Some limitations of this study should be mentioned. First, this study is limited to self-perceived health and we are not able to disentangle the various dimensions of self-perceived health in the current study with the data at hand. Self-rated health is, however, the most widely regarded valid and reliable indicator of health status, although we acknowledge the meaning of self-rated health to differ between individuals (Schüz et al. 2011). Self-reported health is a multidimensional and multifaceted construct (Liang 1986), including—among others—functional status, behavioural factors, and interpersonal resources. It has been suggested that psychological factors in particular can be crucial for self-perceived health. Experiencing depression is a key predictor of self-rated health besides physical symptoms (Schneider et al. 2004; Schüz et al. 2011). As our target population are people in young and middle adulthood, physical impairments might be less important and mental problems might determine to a larger extent the self-perception of health. Scholars have shown that self-assessments of teen and adolescence health are more likely to reflect overall functioning and life difficulties (e.g. participation in sports, school achievement, relations with friends, high Body Mass Index (BMI), depressed mood) than physical symptoms (Mechanic and Hansell 1987; Vingilis et al. 1998). Further evidence on longitudinal data suggests that health ratings seem to become less dependent on one’s social well-being and more determined by current health characteristics and behaviours, as individuals transit from adolescence to young adulthood (Heard et al. 2008). Studies have shown the importance of psychological well-being and health behaviours for adolescent self-assessments of health, highlighting the importance of self-esteem, high BMI, and participation in sports or other forms of exercise (Mechanic and Hansell 1987; Vingilis et al. 1998; Heard et al. 2008).

Second, our longitudinal analyses are based on two observations four years apart. It is possible that some respondents might have experienced further changes between waves which are not captured in the current study. Third, the longitudinal sample is slightly biased towards healthy respondents, as dropout was higher among persons reporting poor health at wave 1 (Buber-Ennser 2014).
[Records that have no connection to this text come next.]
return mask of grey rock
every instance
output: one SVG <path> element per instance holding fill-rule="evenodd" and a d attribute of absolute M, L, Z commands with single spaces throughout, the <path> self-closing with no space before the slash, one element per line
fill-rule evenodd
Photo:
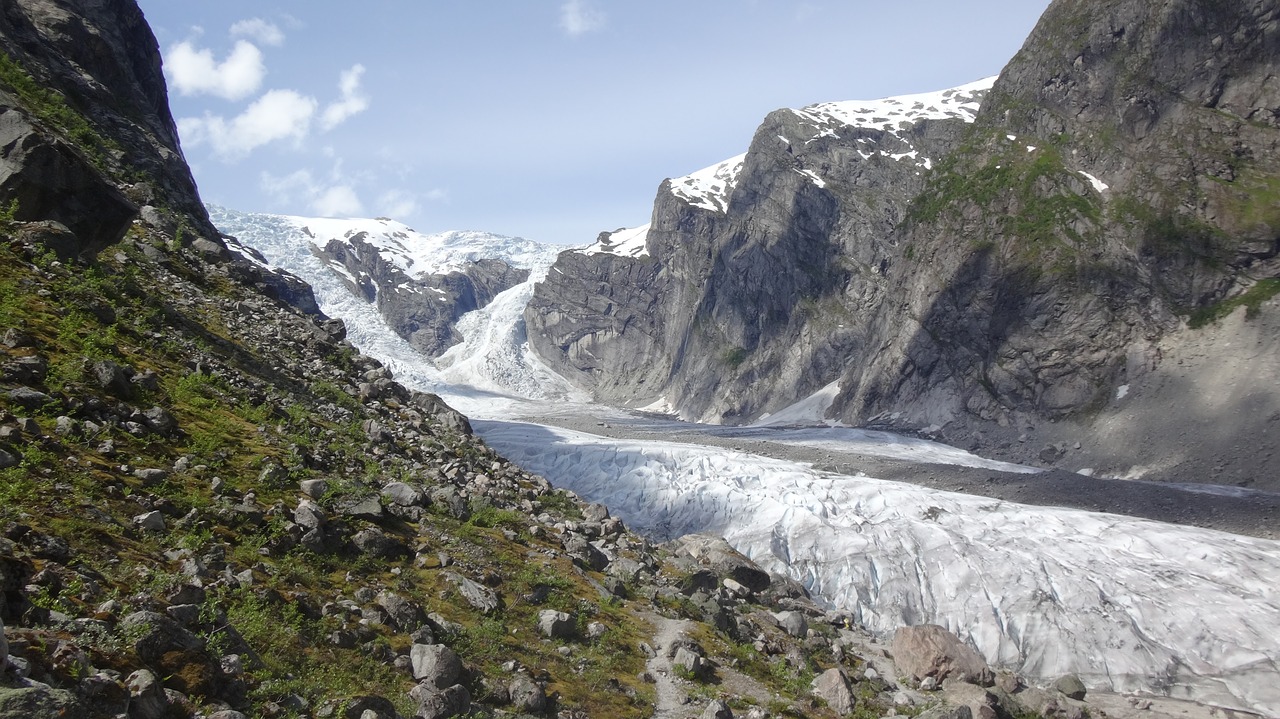
<path fill-rule="evenodd" d="M 156 434 L 170 435 L 178 431 L 178 420 L 163 407 L 152 407 L 142 413 L 147 426 Z"/>
<path fill-rule="evenodd" d="M 40 409 L 52 402 L 53 398 L 30 387 L 17 387 L 9 390 L 9 401 L 26 409 Z"/>
<path fill-rule="evenodd" d="M 9 664 L 9 637 L 5 636 L 4 618 L 0 617 L 0 674 Z"/>
<path fill-rule="evenodd" d="M 298 483 L 298 490 L 312 499 L 320 499 L 329 491 L 329 481 L 325 479 L 304 479 Z"/>
<path fill-rule="evenodd" d="M 86 719 L 84 705 L 68 691 L 43 684 L 0 686 L 0 719 Z"/>
<path fill-rule="evenodd" d="M 715 576 L 728 577 L 753 592 L 762 592 L 773 582 L 768 572 L 721 537 L 687 534 L 672 540 L 670 546 L 706 566 Z"/>
<path fill-rule="evenodd" d="M 705 678 L 711 671 L 711 665 L 707 663 L 706 658 L 688 647 L 678 647 L 671 663 L 698 679 Z"/>
<path fill-rule="evenodd" d="M 444 689 L 462 680 L 462 660 L 443 644 L 414 644 L 409 659 L 413 662 L 413 678 L 421 684 Z"/>
<path fill-rule="evenodd" d="M 404 542 L 388 536 L 377 527 L 356 532 L 351 541 L 356 545 L 356 549 L 371 557 L 394 559 L 409 554 L 409 548 Z"/>
<path fill-rule="evenodd" d="M 165 607 L 164 613 L 184 627 L 193 626 L 200 621 L 200 606 L 198 604 L 173 604 Z"/>
<path fill-rule="evenodd" d="M 303 529 L 321 529 L 328 524 L 324 510 L 309 500 L 298 502 L 298 508 L 293 510 L 293 521 Z"/>
<path fill-rule="evenodd" d="M 498 599 L 498 595 L 492 589 L 478 584 L 453 572 L 445 574 L 451 584 L 458 587 L 458 593 L 466 600 L 467 604 L 481 614 L 493 614 L 502 607 L 502 602 Z"/>
<path fill-rule="evenodd" d="M 426 621 L 422 607 L 395 592 L 378 592 L 374 601 L 386 611 L 391 626 L 399 631 L 413 631 Z"/>
<path fill-rule="evenodd" d="M 921 712 L 917 719 L 973 719 L 973 712 L 967 706 L 941 706 Z"/>
<path fill-rule="evenodd" d="M 382 488 L 382 496 L 401 507 L 420 507 L 426 502 L 426 495 L 417 487 L 404 482 L 391 482 Z"/>
<path fill-rule="evenodd" d="M 813 693 L 839 716 L 848 716 L 857 708 L 849 677 L 838 668 L 828 669 L 813 680 Z"/>
<path fill-rule="evenodd" d="M 409 404 L 426 412 L 428 416 L 447 429 L 460 434 L 471 435 L 471 423 L 466 416 L 450 407 L 439 396 L 427 392 L 413 392 L 409 395 Z"/>
<path fill-rule="evenodd" d="M 366 497 L 343 509 L 342 513 L 354 519 L 364 519 L 371 522 L 376 522 L 386 516 L 382 509 L 382 502 L 377 497 Z"/>
<path fill-rule="evenodd" d="M 511 708 L 522 714 L 541 714 L 547 707 L 547 693 L 542 685 L 521 674 L 507 685 Z"/>
<path fill-rule="evenodd" d="M 1068 699 L 1075 699 L 1077 701 L 1082 701 L 1088 691 L 1084 682 L 1080 681 L 1080 677 L 1077 677 L 1074 674 L 1068 674 L 1067 676 L 1060 677 L 1053 683 L 1053 688 L 1065 694 Z"/>
<path fill-rule="evenodd" d="M 609 566 L 609 557 L 580 534 L 568 534 L 564 539 L 564 551 L 583 566 L 602 572 Z"/>
<path fill-rule="evenodd" d="M 164 514 L 147 512 L 133 518 L 133 526 L 146 532 L 163 532 L 165 530 Z"/>
<path fill-rule="evenodd" d="M 130 638 L 138 657 L 148 664 L 159 662 L 168 652 L 186 652 L 204 646 L 200 637 L 156 612 L 134 612 L 120 621 L 119 629 Z"/>
<path fill-rule="evenodd" d="M 139 669 L 125 681 L 129 690 L 130 719 L 166 719 L 171 702 L 164 685 L 150 670 Z"/>
<path fill-rule="evenodd" d="M 471 693 L 460 684 L 443 690 L 419 684 L 409 691 L 409 697 L 418 703 L 414 716 L 421 719 L 449 719 L 471 710 Z"/>
<path fill-rule="evenodd" d="M 97 386 L 121 399 L 133 396 L 133 383 L 125 368 L 111 360 L 98 360 L 89 365 L 89 375 Z"/>
<path fill-rule="evenodd" d="M 699 719 L 733 719 L 733 710 L 720 699 L 712 699 Z"/>
<path fill-rule="evenodd" d="M 249 719 L 249 717 L 234 709 L 223 709 L 210 714 L 207 719 Z"/>
<path fill-rule="evenodd" d="M 20 463 L 21 463 L 21 460 L 19 460 L 16 456 L 14 456 L 13 453 L 9 452 L 6 449 L 0 449 L 0 469 L 9 469 L 10 467 L 17 467 Z"/>
<path fill-rule="evenodd" d="M 570 614 L 544 609 L 538 612 L 538 631 L 549 639 L 572 639 L 578 634 L 578 622 Z"/>
<path fill-rule="evenodd" d="M 778 612 L 773 615 L 773 618 L 778 620 L 778 626 L 782 631 L 793 637 L 804 639 L 809 635 L 809 620 L 805 619 L 801 612 Z"/>
<path fill-rule="evenodd" d="M 160 484 L 168 479 L 169 472 L 159 468 L 135 469 L 133 471 L 133 476 L 142 480 L 144 485 L 150 486 Z"/>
Despite these limitations, the results have a number of implications for our understanding of differences in health outcomes, and household position and parenthood. First, in line with the literature on the relationship between healthy behaviour and its protective effect on health and mortality (Berkman and Glass 2000; Gorman and Sivaganesan 2007), individuals’ social ties are apparently an important determinant. Our findings confirm the argument that marriage provides social support (Lillard and Panis 1996), comprising emotional support (family integration, stress reduction) and instrumental support (provision of care), which are associated with reduced health impairments. Second, apart from knowledge on marriage and cohabitation—especially at old age—(Scafato et al. 2008), the current study provides evidence that social ties and support gained in new forms of unions such as living apart together are also associated with better subjective health. Third, most studies examining the association between marital status and health and mortality focus on the elderly population, whereas this study provides insights for young and middle adulthood. It is important to consider family and household structure during early and middle adulthood, as it may initiate a health trajectory that can either protect or harm health across the life course (Wadsworth 1997). Overall, we show that if perceived health varies by household position and parental status, it also varies within household position category according to individuals’ living arrangements and actual or missed transitions, such as the moving out of the parental home or the arrival of a newborn. Our findings are conservative, as we are examining a context in which parenting and the division of paid labour and domestic and care work are highly gendered. In gender unequal contexts, social inequalities by education, gender, and entry into various living arrangements may play a major role in who is able to maintain good health and who is not.